The phenomenon gripped Shark Bay, the coastal town of Denham, and the broader Pilbara region beginning March 27. The cyclone's winds lofted iron-rich red soil from the interior, where a dense concentration of fine particles scattered shorter blue wavelengths of light and allowed only the longer red wavelengths to pass through, creating a crimson glow that blotted out the sun.

Chief Meteorologist Veronica Johnson explained that larger particles like desert sand enhance what scientists call Mie scattering, which "boosts the red and orange tones and can make the sky look dramatically deeper in color, sometimes even blood-red." Johnson noted that winds from Cyclone Narelle off the coast likely kicked up much of the desert sand, driving that effect to its vivid extreme.

AccuWeather captured the collective disbelief on March 28 when it posted: "NO, that's not a filter! The sky turned an eerie shade of red in Western Australia as dust filled the air ahead of Tropical Cyclone Narelle." Social media user Surajit described "apocalyptic orange skies" engulfing Shark Bay as the cyclone closed in, turning "day into a haunting orange haze." Commentator Mario Nawfal called the imagery "biblical," writing that "between the meteors and now this, 2026 is giving very biblical vibes and we're only in March."

The storm itself, characterized as a "rare and persistent 'triple-strike' storm," generated images that redirected attention from meteorological tracking to an atmospheric spectacle visible across hundreds of kilometers of coastline and interior desert.

The science follows the same principle as a vivid red sunrise.

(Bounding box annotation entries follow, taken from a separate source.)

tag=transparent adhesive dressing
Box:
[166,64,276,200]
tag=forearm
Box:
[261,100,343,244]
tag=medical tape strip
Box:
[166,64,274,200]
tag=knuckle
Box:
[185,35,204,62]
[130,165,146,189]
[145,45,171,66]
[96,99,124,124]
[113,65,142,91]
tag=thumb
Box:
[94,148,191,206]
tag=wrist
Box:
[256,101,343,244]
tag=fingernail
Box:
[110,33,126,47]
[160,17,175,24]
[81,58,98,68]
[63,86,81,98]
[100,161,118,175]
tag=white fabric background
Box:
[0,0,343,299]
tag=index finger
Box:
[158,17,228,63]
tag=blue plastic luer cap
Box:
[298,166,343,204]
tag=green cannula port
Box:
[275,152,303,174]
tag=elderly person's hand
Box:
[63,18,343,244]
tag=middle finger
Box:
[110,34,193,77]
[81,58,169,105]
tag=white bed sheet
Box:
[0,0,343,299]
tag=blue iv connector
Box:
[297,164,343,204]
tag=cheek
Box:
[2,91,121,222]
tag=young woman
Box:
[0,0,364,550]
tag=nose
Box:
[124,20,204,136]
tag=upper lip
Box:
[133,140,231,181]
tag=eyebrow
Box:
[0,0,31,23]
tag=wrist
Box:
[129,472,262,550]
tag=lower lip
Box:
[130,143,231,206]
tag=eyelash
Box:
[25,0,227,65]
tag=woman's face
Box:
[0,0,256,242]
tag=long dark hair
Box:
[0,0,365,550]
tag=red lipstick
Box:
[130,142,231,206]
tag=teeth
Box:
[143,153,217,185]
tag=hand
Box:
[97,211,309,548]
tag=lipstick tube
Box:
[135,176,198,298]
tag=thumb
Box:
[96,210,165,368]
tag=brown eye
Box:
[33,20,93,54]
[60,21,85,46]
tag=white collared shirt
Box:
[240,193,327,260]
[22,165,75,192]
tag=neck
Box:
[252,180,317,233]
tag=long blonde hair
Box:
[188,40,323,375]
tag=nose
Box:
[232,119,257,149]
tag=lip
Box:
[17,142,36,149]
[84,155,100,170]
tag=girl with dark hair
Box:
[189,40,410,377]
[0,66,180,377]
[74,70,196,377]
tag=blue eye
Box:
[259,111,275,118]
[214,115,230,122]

When fine particles interact with sunlight, they absorb and scatter shorter wavelengths while transmitting longer red and orange bands. Cyclone Narelle provided the mechanism on an unusually large scale, pulling dust from the outback in concentrations dense enough to transform afternoon light into something resembling a blood moon at ground level.

No official wind speed or cyclone category data were immediately available, and no air quality advisories from Western Australian health authorities had been confirmed. What the images made undeniable was the geographic sweep: a stretch of Western Australia from Shark Bay to the Pilbara, swallowed in crimson, the sun reduced to a faint smear behind iron-red haze.